MARCH 25, 2021: THE DAY THE WORLD TURNED GREEK
Greece was a part of the Ottoman Empire for nearly 400 years, since 1453, when Turks invaded the capital of Byzantium, Constantinople (Istanbul nowadays). After their revolt, the Greeks managed to establish an independent state in 1832, with the intervention of Britain, France, and Russia.
Lighting up their most emblematic landmark buildings and bridges in the blue of the Greek flag for one night, American cities from East to West honored the nation of Greece as well as the many millions of Greek-Americans who are part of the fabric of the country.

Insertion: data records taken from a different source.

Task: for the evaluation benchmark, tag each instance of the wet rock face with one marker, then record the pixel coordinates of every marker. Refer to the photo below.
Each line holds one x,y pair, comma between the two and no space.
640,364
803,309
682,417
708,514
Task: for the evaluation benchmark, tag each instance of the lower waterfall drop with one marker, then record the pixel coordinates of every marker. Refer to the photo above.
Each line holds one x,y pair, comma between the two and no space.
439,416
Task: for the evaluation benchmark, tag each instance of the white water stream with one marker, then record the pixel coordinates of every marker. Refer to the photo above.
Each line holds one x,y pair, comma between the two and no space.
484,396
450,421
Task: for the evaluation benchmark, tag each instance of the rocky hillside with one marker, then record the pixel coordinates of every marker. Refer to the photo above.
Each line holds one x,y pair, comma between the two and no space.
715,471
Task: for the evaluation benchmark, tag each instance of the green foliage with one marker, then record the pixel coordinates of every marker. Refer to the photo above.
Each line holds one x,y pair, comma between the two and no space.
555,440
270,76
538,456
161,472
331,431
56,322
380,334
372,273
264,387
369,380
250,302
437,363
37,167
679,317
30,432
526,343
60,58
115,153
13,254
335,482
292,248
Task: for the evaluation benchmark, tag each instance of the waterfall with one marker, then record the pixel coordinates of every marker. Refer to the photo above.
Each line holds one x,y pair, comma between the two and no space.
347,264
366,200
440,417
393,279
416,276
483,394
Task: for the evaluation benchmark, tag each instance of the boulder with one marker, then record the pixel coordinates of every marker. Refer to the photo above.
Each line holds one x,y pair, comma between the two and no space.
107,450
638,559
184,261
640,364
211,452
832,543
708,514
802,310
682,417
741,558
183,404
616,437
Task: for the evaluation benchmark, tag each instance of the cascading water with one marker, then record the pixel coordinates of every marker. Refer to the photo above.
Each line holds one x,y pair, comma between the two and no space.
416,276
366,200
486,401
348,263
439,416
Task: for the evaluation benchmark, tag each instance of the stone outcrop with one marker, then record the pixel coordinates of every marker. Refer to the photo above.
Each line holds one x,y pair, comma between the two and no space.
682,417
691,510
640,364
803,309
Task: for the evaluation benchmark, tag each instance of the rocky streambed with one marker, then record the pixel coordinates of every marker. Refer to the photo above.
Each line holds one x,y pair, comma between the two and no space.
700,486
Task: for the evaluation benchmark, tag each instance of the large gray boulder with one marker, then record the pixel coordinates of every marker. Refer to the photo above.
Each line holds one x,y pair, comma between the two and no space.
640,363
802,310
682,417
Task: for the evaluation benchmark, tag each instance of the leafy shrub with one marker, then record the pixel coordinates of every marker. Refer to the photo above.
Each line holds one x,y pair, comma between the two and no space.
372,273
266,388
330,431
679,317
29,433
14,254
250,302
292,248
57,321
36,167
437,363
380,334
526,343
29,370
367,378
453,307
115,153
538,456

Built upon the principles of democracy, freedom, and justice established in ancient Greece, countries across Europe projected images of the Greek flag on their official buildings, or illuminated monuments with blue and white lights to express their respect for Greece and her history. The same evening a spectacular scene unfolded this at Australia’s iconic Sydney Opera House as the white «sails» of the building were enveloped in a gigantic banner representing the Greek Flag on the day of the Greek bicentennial.
The Mediterranean country of Lebanon, home to a thriving Greek community, honored the bicentennial by projecting a massive image of the Greek flag on the Sursock Museum façade, while the vibrant Greek community of South Africa commemorated the 200 years since the start of the Greek War of Independence, with a series of traditional Greek songs, dances, and celebrations. Despite its distance from Greece, Latin America also celebrated the bicentennial even though the coronavirus made everything more challenging and difficult.